Maryjane Meaker was born on May 27, 1927, in Auburn, N.Y., outside of Syracuse. Her father, Ellis, was president of Ivanhoe Foods, a maker of mayonnaise, and her mother, Ida (Jonick) Meaker, was a homemaker.

She leaves no immediate survivors.

Ms. Meaker attended the Stuart Hall School in Staunton, Va., then studied at Vermont Junior College in Montpelier before earning a bachelor’s degree in literature at the University of Missouri. By her early 20s she was living in New York, working as a file clerk and proofreader while trying to break in as a writer.

Why all those pen names?

“I like pseudonyms,” she told NPR. “I like disguises. I’ve always hated the name Marijane. And I think the idea that you can name yourself is interesting.”

But they were born of necessity too. When she arrived in New York, she said, she couldn’t get an agent, and so she became her own agent, with a roster of clients that consisted of her pseudonymous selves.

“All of my clients were me,” she told NPR. “And I would take people out to lunch and tell them about my clients. And nobody knew that I was all my clients.”

Despite the success of “Spring Fire,” Ms. Meaker didn’t publicly identify herself as its writer for a time.

“I never wanted to claim I was the author,” she told the website Queerty in 2006. “Not in those days. We used to have a saying, ‘Out of the closet and into the unemployment line.’ My friends all knew and were very glad for me.”

Soon she turned Vin Packer into a suspense and crime writer, and critics, who sometimes assumed Packer was a man, said good things about the resulting books, which included “TheYoung and Violent” (1956), about a teenage gang.
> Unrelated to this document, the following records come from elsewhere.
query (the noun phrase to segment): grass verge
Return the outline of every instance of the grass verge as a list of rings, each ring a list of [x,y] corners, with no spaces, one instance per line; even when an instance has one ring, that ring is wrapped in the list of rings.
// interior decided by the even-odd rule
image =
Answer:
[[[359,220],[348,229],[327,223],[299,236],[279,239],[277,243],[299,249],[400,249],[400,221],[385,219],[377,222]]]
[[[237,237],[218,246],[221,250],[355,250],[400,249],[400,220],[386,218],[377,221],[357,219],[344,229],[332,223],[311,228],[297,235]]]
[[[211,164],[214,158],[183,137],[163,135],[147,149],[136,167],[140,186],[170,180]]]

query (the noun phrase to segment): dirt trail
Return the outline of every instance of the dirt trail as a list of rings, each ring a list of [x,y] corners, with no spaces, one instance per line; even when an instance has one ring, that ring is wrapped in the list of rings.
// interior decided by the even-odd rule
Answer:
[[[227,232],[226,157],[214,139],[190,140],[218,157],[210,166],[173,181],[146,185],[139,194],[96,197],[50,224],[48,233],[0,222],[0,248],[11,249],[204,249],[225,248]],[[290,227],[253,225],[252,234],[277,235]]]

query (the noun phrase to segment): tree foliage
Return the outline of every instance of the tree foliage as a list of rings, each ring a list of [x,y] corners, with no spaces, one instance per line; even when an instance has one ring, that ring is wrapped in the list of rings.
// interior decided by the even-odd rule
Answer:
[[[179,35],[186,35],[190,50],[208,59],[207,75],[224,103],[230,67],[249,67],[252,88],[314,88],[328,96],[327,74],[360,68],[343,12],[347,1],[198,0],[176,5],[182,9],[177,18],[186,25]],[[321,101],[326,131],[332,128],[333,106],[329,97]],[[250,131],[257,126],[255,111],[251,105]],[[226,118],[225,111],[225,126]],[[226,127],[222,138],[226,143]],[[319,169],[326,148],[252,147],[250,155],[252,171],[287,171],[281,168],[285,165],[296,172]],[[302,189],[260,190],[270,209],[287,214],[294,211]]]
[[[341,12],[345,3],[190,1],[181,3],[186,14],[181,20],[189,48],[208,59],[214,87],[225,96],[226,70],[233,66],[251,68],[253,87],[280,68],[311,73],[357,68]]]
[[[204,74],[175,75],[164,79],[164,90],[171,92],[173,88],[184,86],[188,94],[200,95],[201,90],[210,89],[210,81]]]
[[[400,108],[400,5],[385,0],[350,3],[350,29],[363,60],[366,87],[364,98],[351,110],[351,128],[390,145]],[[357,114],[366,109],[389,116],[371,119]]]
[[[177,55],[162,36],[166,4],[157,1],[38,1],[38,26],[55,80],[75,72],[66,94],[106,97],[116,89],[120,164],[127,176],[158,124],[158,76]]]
“This is a smashing account of teenage gang warfare,” Charles Richman wrote in The Brooklyn Record. “The author explores the minds of these champs of mayhem with astonishing success. It’s an original.”

She retired Packer in 1966 and in 1972, as M.E. Kerr, tried the youth market with “Dinky Hocker Shoots Smack!,” a story about a girl with a weight problem who longs for more attention from her mother, a good Samaritan type who works with drug addicts.

It was well received and was followed by a number of others mixing wit and humor with serious themes. Some had gay characters, but their themes ranged far and wide, including antisemitism, suicide, drugs and more.

She was drawn to the young adult genre, she told The New York Times in 1974, by the conviction that teenagers were “entitled to honest, up-to-date good stories with characters their own age to relate to — books that are about them and what bothers them, not about their parents.”

She was annoyed, she said, by youth books that were “goody two shoes sagas” or that blamed parents for everything.

“This is the age when kids are going through great emotional upheavals,” she said. “And they are looking for truths. But until young adult novels started growing up, five years ago or so, they couldn’t find books about themselves, about their feelings, their problems.”